Encadenar una actividad con otra sin descanso no es solo una cuestión de estrés mental; es un hábito que altera procesos fisiológicos esenciales, desde la digestión hasta el metabolismo. Los expertos advierten que el cerebro, en un estado de alerta continua, pierde la capacidad de desconectar, lo que deriva en una salud física y mental profundamente debilitada. Ante esto, la receta de la Psicología es clara: parar y reflexionar al menos 30 minutos al día.

El psicólogo Tomás Santa Cecilia, del Colegio de la Psicología de Madrid, subraya que la evolución humana y la creatividad no nacen del activismo frenético, sino del aburrimiento y el pensamiento pausado. "Nos hemos desarrollado como consecuencia de no hacer nada", afirma. La falta de este espacio de reflexión impide que tomemos decisiones vitales coherentes; como se vio durante el parón forzoso de la pandemia, y nos empuja a normalizar hábitos nocivos, como comer frente al ordenador o recurrir a ultraprocesados por la percepción de falta de tiempo.

Un cuerpo bajo el asedio del cortisol

La hiperactivación constante no es gratuita para el organismo. Según especialistas de Cigna Healthcare, la liberación sostenida de cortisol y adrenalina provoca alteraciones metabólicas que dificultan el control del peso y generan picos de fatiga. Además, el sistema nervioso prioriza la actividad cerebral y "apaga" la eficiencia digestiva, reduciendo la absorción de nutrientes y fomentando problemas como el intestino irritable o la hinchazón.

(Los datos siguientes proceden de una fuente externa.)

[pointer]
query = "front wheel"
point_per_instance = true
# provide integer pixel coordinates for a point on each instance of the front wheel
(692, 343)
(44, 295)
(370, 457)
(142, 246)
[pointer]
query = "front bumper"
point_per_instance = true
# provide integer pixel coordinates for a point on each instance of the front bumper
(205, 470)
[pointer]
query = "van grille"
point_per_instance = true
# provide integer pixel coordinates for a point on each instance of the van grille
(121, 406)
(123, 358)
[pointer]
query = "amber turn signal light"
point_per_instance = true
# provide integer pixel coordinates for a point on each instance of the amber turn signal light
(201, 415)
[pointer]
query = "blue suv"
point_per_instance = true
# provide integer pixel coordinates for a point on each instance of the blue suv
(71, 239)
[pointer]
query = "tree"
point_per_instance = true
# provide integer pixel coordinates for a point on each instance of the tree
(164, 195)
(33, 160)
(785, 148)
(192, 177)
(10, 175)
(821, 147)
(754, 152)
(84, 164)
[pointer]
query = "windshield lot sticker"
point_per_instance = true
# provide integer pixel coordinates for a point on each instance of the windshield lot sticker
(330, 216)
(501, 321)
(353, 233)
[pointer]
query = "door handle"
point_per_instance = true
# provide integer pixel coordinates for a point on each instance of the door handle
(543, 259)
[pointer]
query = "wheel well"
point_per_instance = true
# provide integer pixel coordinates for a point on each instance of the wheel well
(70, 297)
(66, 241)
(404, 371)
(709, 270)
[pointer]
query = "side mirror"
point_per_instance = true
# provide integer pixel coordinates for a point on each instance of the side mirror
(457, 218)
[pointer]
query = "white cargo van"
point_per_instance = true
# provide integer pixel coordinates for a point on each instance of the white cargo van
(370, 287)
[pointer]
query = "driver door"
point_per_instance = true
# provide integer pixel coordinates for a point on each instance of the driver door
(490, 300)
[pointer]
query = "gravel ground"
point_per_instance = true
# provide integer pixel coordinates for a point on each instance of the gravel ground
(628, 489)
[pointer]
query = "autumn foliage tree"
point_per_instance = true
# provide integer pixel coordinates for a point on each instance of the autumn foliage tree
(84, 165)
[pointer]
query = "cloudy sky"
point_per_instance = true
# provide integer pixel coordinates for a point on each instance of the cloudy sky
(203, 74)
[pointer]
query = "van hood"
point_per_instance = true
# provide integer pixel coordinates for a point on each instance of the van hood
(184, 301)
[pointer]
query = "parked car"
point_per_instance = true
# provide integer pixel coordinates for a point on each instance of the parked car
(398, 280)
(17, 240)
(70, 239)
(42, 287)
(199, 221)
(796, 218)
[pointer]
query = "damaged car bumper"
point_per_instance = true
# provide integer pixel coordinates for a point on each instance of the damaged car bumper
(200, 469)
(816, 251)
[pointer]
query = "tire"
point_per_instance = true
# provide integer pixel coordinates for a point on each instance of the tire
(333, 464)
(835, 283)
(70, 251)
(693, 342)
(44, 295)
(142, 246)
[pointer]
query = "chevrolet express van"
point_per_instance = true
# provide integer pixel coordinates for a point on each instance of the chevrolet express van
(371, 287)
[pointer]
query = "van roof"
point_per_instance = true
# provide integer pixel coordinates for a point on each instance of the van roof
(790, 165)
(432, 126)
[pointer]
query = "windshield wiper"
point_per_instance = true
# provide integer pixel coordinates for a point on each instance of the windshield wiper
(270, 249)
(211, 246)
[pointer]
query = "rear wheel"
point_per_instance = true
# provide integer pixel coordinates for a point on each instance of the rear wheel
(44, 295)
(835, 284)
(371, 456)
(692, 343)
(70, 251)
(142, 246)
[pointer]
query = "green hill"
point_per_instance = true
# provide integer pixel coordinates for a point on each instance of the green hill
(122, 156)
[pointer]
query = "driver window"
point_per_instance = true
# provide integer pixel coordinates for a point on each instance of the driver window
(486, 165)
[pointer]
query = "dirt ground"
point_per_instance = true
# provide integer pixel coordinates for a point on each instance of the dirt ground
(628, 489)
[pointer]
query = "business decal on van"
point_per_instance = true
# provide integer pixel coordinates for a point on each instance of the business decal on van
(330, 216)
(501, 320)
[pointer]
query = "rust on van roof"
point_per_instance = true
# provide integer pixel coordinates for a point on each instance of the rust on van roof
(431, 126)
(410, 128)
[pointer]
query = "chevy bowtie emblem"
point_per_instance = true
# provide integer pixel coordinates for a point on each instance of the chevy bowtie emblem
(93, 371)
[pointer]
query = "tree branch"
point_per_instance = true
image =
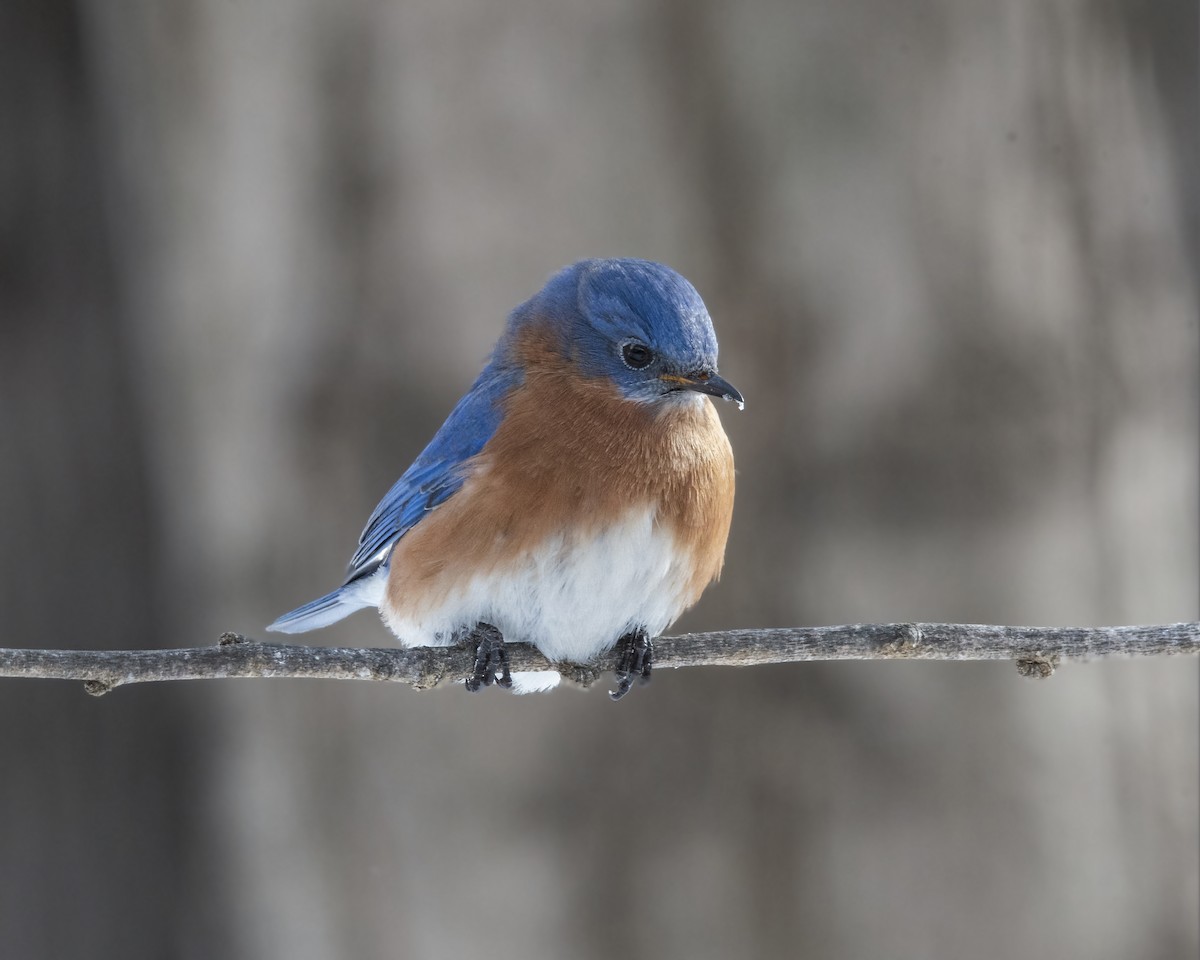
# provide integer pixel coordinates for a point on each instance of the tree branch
(1036, 649)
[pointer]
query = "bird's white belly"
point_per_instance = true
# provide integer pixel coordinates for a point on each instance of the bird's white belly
(570, 597)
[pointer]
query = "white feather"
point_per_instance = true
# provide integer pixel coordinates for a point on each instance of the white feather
(573, 599)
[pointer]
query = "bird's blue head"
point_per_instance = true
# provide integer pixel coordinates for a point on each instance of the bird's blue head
(636, 323)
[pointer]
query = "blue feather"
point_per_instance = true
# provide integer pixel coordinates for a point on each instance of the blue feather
(438, 472)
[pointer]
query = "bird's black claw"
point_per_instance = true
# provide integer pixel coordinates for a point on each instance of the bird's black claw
(491, 660)
(636, 658)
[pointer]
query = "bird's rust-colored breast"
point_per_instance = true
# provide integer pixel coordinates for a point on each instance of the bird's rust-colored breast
(569, 457)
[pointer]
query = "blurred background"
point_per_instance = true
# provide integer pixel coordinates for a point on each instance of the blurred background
(252, 252)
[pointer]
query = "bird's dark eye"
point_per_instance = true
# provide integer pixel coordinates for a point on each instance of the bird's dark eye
(636, 355)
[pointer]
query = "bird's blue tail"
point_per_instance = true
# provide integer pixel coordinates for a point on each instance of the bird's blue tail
(322, 612)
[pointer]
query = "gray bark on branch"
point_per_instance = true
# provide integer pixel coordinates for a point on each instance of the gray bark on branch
(1036, 651)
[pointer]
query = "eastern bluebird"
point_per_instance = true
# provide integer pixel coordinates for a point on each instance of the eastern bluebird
(577, 497)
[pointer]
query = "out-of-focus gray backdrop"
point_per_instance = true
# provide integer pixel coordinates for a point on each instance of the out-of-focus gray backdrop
(252, 252)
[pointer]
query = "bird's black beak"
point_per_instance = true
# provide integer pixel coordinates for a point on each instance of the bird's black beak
(706, 382)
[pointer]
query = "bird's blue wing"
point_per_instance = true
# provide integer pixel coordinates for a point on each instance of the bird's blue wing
(438, 472)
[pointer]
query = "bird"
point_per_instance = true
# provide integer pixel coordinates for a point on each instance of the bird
(579, 497)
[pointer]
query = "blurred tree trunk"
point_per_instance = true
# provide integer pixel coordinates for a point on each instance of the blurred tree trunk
(94, 804)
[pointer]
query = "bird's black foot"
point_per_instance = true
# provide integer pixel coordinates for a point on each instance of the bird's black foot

Comer con rapidez, otra consecuencia directa de este síndrome, impide que el cerebro registre la saciedad, lo que favorece la sobreingesta.

El descanso es otro de los grandes damnificados. El estado de alerta reduce los ciclos de sueño profundo y REM, provocando que, aunque durmamos, no nos recuperemos. Esta falta de sueño, sumada a la tensión cardiovascular y muscular constante, debilita la respuesta inmunitaria, haciéndonos más vulnerables a infecciones y a una inflamación crónica que desgasta el organismo día tras día.

Recuperar la capacidad de gestión

La doctora Daniela Silva, de Cigna, destaca que el famoso multitasking o multitarea suele superar nuestra capacidad de gestión real, generando una ansiedad que se retroalimenta. Para romper este ciclo, es fundamental entender que el parón diario de media hora no es una pérdida de tiempo, sino una inversión en salud. Es el momento en el que el cuerpo puede finalmente salir del modo de "supervivencia" y entrar en modo de "recuperación", permitiendo que el metabolismo se equilibre y la mente recupere su claridad.

Poner freno al ajetreo diario permite reevaluar lo que queremos para nuestra vida y la de nuestros seres queridos. En lugar de ser esclavos de la productividad, la reflexión nos devuelve el mando de nuestra salud, ayudándonos a consolidar hábitos saludables de forma sostenida y a reducir la rigidez corporal y mental que el dinamismo extremo nos impone.